Kanunlar öncelikle “lafzı” ile hüküm ifade ettiği için Kanun metnini hazırlayan kurumların Türkçe dil hassasiyeti konusunda çok dikkatli davranmaları gerekir. Aksi durum, Kanun’dan çıkmayan ama metni yazanların kafasında olan düşünceleri Kanun’u aşarak Genel Tebliğ yoluyla mükelleflere dayatmaları sonucunu doğurmaktadır.
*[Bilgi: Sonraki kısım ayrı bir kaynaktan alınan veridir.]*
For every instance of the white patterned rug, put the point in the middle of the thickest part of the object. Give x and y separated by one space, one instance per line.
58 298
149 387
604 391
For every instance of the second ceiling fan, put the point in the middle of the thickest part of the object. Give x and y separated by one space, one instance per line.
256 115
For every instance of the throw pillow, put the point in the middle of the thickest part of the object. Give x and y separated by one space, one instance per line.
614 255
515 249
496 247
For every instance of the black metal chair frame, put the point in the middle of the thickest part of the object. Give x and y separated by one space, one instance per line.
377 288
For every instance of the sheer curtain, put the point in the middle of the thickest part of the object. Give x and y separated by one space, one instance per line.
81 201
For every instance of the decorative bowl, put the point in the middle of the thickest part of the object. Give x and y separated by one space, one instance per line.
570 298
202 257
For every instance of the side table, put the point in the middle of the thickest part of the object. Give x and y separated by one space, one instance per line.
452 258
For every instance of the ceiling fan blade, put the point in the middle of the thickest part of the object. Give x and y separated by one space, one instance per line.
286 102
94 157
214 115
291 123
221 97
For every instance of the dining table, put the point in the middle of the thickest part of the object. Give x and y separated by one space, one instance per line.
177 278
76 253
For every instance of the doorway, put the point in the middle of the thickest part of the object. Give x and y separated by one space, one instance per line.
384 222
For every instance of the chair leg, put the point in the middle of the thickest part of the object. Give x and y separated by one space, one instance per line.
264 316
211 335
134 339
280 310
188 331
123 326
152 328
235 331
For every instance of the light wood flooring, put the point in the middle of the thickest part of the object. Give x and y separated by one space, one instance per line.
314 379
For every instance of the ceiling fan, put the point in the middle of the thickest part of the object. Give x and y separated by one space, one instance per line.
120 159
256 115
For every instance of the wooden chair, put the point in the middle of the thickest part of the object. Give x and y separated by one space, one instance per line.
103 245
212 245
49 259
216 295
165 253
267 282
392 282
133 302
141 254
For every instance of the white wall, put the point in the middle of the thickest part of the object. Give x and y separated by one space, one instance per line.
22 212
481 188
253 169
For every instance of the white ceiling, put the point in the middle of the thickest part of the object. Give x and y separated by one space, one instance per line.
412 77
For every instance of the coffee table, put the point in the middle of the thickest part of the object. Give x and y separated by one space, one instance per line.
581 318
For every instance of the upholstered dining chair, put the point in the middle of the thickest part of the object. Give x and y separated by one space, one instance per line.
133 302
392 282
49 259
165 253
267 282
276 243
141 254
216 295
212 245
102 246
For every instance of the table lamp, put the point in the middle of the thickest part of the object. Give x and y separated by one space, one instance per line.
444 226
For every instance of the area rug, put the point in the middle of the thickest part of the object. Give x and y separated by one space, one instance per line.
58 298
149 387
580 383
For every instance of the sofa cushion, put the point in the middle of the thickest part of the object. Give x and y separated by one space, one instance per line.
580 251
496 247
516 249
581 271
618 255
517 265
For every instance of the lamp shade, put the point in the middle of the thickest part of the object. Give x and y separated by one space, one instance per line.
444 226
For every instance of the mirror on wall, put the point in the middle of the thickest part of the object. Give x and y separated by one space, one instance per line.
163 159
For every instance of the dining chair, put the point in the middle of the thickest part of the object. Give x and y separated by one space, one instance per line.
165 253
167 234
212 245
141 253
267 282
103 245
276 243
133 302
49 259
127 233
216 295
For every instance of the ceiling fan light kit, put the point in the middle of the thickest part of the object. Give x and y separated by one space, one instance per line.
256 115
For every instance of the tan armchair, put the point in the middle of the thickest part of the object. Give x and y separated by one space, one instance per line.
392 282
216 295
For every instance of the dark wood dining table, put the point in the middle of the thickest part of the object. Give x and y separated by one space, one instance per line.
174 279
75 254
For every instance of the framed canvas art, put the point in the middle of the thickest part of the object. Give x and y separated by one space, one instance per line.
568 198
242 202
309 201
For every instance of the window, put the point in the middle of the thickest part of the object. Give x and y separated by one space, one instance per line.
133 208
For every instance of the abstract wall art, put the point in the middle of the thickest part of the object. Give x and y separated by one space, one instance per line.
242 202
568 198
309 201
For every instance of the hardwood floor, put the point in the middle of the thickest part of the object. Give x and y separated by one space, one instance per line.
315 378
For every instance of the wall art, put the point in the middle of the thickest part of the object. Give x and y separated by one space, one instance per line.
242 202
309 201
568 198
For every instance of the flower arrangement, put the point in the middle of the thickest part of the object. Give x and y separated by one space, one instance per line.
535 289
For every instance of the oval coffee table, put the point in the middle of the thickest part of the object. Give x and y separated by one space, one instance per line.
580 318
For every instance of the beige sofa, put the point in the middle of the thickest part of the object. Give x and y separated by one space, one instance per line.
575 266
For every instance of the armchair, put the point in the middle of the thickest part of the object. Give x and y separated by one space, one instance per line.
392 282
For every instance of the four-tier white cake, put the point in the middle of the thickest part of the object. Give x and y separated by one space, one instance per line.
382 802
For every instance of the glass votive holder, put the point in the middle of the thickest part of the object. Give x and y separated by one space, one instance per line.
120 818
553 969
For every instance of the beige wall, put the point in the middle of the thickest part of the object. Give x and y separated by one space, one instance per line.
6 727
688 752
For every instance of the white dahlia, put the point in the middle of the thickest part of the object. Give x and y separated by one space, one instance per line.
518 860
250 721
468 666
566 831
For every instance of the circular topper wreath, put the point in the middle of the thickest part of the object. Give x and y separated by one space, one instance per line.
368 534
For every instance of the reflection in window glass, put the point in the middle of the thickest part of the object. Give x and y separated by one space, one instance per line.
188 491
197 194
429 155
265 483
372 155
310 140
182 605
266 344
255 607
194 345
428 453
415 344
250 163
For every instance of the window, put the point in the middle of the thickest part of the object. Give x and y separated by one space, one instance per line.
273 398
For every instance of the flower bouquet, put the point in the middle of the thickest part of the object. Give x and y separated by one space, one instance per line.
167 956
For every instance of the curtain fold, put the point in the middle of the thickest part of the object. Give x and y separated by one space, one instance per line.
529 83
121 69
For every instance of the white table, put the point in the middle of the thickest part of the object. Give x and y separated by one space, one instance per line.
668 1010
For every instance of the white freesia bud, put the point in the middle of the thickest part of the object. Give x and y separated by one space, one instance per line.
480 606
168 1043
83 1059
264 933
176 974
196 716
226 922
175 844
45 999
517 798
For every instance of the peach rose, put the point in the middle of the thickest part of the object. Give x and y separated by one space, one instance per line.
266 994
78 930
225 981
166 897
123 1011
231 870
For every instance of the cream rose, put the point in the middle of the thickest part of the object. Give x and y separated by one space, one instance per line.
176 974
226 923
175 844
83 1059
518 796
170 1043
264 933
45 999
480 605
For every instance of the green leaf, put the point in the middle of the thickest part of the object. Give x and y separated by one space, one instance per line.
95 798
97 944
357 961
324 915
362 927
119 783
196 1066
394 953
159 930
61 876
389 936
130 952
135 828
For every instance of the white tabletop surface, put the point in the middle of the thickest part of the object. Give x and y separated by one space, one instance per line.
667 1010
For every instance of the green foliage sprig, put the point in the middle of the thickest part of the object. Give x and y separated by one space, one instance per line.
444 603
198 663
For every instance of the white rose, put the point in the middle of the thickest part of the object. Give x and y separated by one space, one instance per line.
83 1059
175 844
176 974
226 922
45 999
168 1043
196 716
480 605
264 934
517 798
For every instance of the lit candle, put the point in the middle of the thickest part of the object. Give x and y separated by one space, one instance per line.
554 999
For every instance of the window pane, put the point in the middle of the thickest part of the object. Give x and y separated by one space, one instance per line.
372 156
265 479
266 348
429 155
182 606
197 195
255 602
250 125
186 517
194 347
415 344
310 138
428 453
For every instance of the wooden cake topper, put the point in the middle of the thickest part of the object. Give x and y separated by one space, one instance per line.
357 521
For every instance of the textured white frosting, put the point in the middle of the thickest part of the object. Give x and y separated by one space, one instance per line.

Bunun da ötesinde; 5520 sayılı Kurumlar Vergisi Kanunu’na eklenen Geçici 15’inci maddenin 13’üncü fıkrası ile yapılan düzenleme, 5 Temmuz 2022 tarihinde yapılan değişiklik öncesinde nakdi sermaye artışı yapanlar açısından kanunun geriye yürütülmesi hükmündedir ve açıkça hukuk güvenliği ilkesinin ihlalidir. Dolayısıyla da Anayasa’ya aykırıdır.

7394 sayılı Kanun çıkmadan önce nakdi sermaye artışı yapan mükellefler, Kanun’a güvenerek belki de kredi kullanıp faiz indiriminden faydalanmak yerine, her yıl indirim yapabileceğini düşünerek nakdi sermaye artışına gitmiştir. Maç devam ederken yapılan bir değişiklikle elde edilmiş bir hakkı sınırlayan yasal düzenleme Kanun’un geriye yürütülmesi anlamına gelir.

7394 sayılı Kanun’un yayım tarihinden sonra nakdi sermaye artışı yapanlar açısından kısıtlama hiç kuşkusuz hukukidir. Ancak 5520 sayılı Kanun’un Geçici 15’inci maddesinin 13’üncü fıkrası ile önceden nakdi sermaye artışı yapan mükelleflerinin haklarının kısıtlanması mümkün değildir. Bu düzenleme çok sayıda davaya konu olacak ve 2026 sonrasında Anayasa Mahkemesi tarafından da kuvvetle muhtemel iptal edilecektir. 

Sonuç

7394 sayılı Kanun ile daha önce Kurumlar Vergisi Kanunu’nda yer alan nakdi sermaye indirimi müessesine yıl sınırı getirilmiştir. Bu Kanun’un yayım tarihi olan 5 Temmuz 2022 tarihinden önce nakdi sermaye indirimi yapmış olanlar için de, geçmişte faydalandığı yıllar dikkate alınmaksızın 2026 hesap dönemi sonuna kadar faydalanabilir şeklinde bir kısıtlamaya yapılmaya çalışılmıştır.

“Yapılmaya çalışılmıştır” diyorum çünkü kısıtlamaya gidilirken yazılan metnin lafzı, önceden nakdi sermaye artırımı yapanların 2026 sonrasında da “faydalanmaya devam edebilir” anlamının çıkartılmasına müsaittir.

Her ne kadar gerekçede, “beş hesap dönemi daha indirimden faydalanmaya devam etmelerine imkân tanınmaktadır” denilmekteyse de Vergi Usul Kanunu’nun 3’üncü maddesine göre asıl olan lafızdır.

Diğer taraftan bunun da ötesinde, 5 Temmuz 2022 tarihinden önce nakdi sermaye artırımı yapmış mükelleflerin indirim haklarının kısıtlanması, kanunun geriye yürütülmesi anlamına gelmektedir ve tartışmasız şekilde Anayasa’ya aykırıdır.